House Republican Conference Speaker Elise Stefanik wasted no time raising money for Trump’s indictment — for herself. Here is a screenshot of his email.
It’s pretty cheesy to raise funds on an indicted ex-president, but it’s not the worst part. Stefanik uses underhanded tactics in his fundraising email to try to get as much money from people as possible, even though they may not realize what they’re accepting.
His email is set up so that if you click to donate money to Trump, the website automatically ticks a little box making your donation a recurring monthly donation. You have to be careful to notice it.
Stefanik’s fundraising email automatically ticks a box that invites people to make recurring donations to her and Trump.
And even though Stefanik’s fundraising email and homepage indicate that these donations are for an official defense fund for Trump, when you read the fine print, you can see that almost all of this money is intended for Stefanik.
Beneath brightly colored graphics of suggested donation amounts that you can click directly on — $100, $500, or even $3,300, the maximum donation allowed — is a little phrase that says to click on it for details on the donation. how your donation will be allocated. This is where you can see where your money is automatically set to go.
There’s a little sentence in Elise Stefanik’s fundraising email that, if you see it and click on it, will show you that most of the money you donate to Trump is automatically set to go to Stefanik.
A $250 donation to the “OFFICIAL TRUMP DEFENSE FUND,” for example, breaks down to $247.50 for Stefanik and $2.50 for the joint Trump Save America fundraising committee.
A $500 donation translates to $495 for Stefanik and $5 for Trump.
A $3,300 donation breaks down to $3,267 for Stefanik and $33 for Trump.
You can change these allocations, of course. But first you have to pay attention to this little phrase and the fact that you can modify the predefined allocations.
A $3,300 donation to the so-called Official Trump Defense Fund breaks down to $3,267 for Elise Stefanik and $33 for Trump.
A spokeswoman for Stefanik did not respond to a request for comment on why she is fundraising on Trump’s indictment, or why she is fundraising for a so-called official defense fund for Trump when most of that money is expected to go directly to his campaign.
Democrats also hope to make money from Trump’s indictment.
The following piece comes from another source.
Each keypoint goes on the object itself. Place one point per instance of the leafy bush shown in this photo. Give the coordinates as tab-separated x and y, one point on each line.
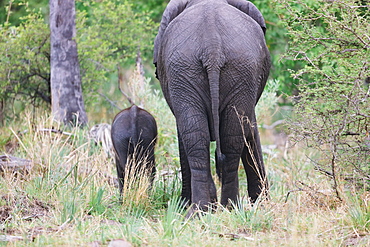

Rep. Adam Schiff (D-California), who is running for the Senate, sent out a fundraising email late Thursday warning that Trump will “go after his enemies” now that he has been indicted for the second time. Schiff said he was going to be “top of his list” for ugly attacks.
“Rush $10 for my campaign right now to help us prepare for the inevitable attacks from Trump – and ensure we defeat him and his MAGA movement in 2024,” the campaign email read. Schiff for the Senate. “Once for all.”
His email doesn’t automatically sign people up for recurring monthly donations, however, and he directs all donations to his Senate campaign.
Rep. Adam Schiff (D-California) wasted no time raising funds after Trump’s indictment.
A spokesperson for Schiff did not respond to a request for comment on why he is raising money from the former president’s indictment.
The Democratic Governors Association also issued a fundraising appeal on Friday, asking its supporters in an email to respond to an investigation into Trump’s indictment that actually leads to asking for money. .
Of course, Trump, who regularly sends fundraising emails for himself, has already sent three such emails since his indictment on Thursday night.
The first is about “MY FIRST TIME SPEAK SINCE PROSECUTION,” and it leads to a four-minute video of Trump saying he’s innocent and a written plea for money. The second denounces “the endless witch hunts” facing Trump and leads to another video of the former president saying he is innocent. The third offers to throw in a free t-shirt if you give Trump money before midnight Friday.
None of his emails automatically sign people up for recurring monthly donations if they give him money, and all direct the full donation to his campaign.